Wir lagen vor Madagaskar und hatten die Pest an Bord

Auf den Spuren eines Lieds

Umschlagfotos: Werner Schwörer

Küste von Nosy Be

Feldpostkarte Madagaskar von 1944

Fotos im Text Seite 47, 142, 143, 144, 149, 150: Werner Schwörer

INHALT

Rätsel über Rätsel

Die Fahrt der russischen Baltischen Flotte nach Madagaskar

Wir lagen vor Madagaskar

Und hatten die Pest an Bord

In den Kesseln verfaulte das Wasser

Und täglich ging einer über Bord

Der fast dreimonatige Aufenthalt der Russen vor Madagaskar und das Madagaskar-Lied

Der Abschied, die Weiterfahrt und die Niederlage der Baltischen Flotte

Deutsche Verwicklungen in den Russisch-Japanischen Krieg

Der Untergang des deutschen Cargos „Bengalia“ vor Madagaskar

Die Jugendbewegung

Mythos Madagaskar

Das Caracas-Lied

Weitere Aspekte zur Entstehung und Karriere des Madagaskar-Lieds

Die vermeintlichen Verfasser des Madagaskar-Lieds: Just Scheu und Robert Wanner

„La Baie des russes“, die Russenbucht in Madagaskar

Piraten vor Madagaskar

Ein Indizienbeweis und falsche Fährten

Rätsel über Rätsel

Während eines längeren Aufenthalts auf der Maskarenen-Insel La Réunion zog mich die geheimnisvoll anmutende große Insel Madagaskar in der Nachbarschaft in ihren Bann. So unternahm ich dorthin mehrere Reisen, wobei mich ein Abstecher auch nach Nosy Be führte.

Diese kleine Madagaskar vorgelagerte Insel im Nordwesten mit ihren von Palmen umsäumten Stränden, ohne bissige Haie und meist ohne Wellengang, galt damals als Geheimtipp.

Bei einem Besuch der „Hauptstadt“ von Nosy Be namens Hell-Ville war ich in einem Restaurant zu Gast.
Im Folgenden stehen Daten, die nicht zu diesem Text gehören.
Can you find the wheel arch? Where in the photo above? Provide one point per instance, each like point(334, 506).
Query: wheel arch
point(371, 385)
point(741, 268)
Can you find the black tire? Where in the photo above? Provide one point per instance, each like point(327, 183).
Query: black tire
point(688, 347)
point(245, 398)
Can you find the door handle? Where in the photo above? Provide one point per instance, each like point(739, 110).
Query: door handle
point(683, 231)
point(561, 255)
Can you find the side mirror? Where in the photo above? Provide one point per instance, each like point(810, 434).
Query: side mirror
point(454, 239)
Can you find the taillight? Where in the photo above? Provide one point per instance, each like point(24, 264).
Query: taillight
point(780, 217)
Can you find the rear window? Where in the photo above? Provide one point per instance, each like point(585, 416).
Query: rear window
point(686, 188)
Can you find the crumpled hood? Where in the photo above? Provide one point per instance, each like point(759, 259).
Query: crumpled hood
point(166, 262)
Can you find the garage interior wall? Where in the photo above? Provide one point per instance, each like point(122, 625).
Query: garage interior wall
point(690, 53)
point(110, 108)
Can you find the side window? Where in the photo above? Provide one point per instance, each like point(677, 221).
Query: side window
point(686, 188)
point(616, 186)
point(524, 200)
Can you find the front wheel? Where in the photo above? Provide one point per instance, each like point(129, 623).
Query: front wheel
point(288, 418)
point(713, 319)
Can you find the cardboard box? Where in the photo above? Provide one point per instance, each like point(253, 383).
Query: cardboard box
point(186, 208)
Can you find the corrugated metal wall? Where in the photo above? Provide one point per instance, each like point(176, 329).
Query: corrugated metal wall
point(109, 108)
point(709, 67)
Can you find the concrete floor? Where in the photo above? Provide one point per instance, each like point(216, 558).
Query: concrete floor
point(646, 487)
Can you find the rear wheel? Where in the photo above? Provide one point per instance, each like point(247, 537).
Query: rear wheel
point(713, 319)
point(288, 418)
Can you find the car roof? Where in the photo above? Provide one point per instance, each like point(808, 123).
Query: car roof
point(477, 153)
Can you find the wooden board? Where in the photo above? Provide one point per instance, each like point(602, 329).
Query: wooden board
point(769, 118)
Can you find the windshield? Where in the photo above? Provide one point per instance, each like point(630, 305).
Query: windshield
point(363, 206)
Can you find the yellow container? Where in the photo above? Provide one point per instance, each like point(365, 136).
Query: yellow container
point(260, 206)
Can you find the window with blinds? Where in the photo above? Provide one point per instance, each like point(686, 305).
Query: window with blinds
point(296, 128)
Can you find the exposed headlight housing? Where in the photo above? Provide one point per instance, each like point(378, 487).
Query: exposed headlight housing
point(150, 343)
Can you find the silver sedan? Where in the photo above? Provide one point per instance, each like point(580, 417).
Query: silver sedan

Dort fiel mein Blick auf eine dekorative Darstellung der Küstenlinie von Nosy Be und dem benachbarten „Festland“ von Madagaskar. Die vereinfachte Landkarte war mit Darstellungen von Booten, madagassischen Häusern und Palmen ausgeschmückt. Neben etlichen madagassischen Ortsnamen las ich mit Erstaunen. „Baie des Russes“ also „Russenbucht“. An der Bar kam ich mit ein paar Einheimischen ins Gespräch. Ich erkundigte mich etwas verwundert, was es mit der Russenbucht auf sich habe. „Ja, hier waren vor langer Zeit einmal russische Schiffe“, hieß es. „Wohl zur Zeit der Franzosen.“ Also zur Zeit der französischen Kolonialepoche. „Und auf dem Friedhof sind ein paar russische Gräber zu entdecken.“

Wie wohl den meisten deutschen Madagaskar-Reisenden damals, kam mir wieder ein Mal das bekannte Madagaskar-Lied in den Sinn:

Wir lagen vor Madagaskar

und hatten die Pest an Bord.

In den Kesseln verfaulte das Wasser

und täglich ging einer über Bord.

Hier vor Ort faszinierte es mich besonders der Aufklärung dieses rätselhaften Lieds nachzugehen. Denn es war wohl nicht einfach so frei erfunden. Es strahlte eine einmalige Authentizität aus und müsste auf sich wirklich zugetragene Ereignisse zurück zu führen sein. Obschon bekannt ist, dass Seemannslieder oft viel Seemannsgarn enthalten.

Nirgendwo sonst an Madagaskars Küsten war ich auf irgendetwas gestoßen, das auch nur im Entferntesten mit dem Madagaskar-Lied in Verbindung gebracht werden könnte. Allenfalls die Piraten auf Sainte-Marie. Doch davon später.

Hier in Nosy Be lagen also einmal - ziemlich rätselhaft - russische Schiffe. Pestausbrüche gab es auch regelmäßig. Schlechtes Trinkwasser ebenso. Und verstorbene europäische Seeleute lagen auf dem Friedhof. Diese Parallelen zu dem Lied ließen mich aufhorchen.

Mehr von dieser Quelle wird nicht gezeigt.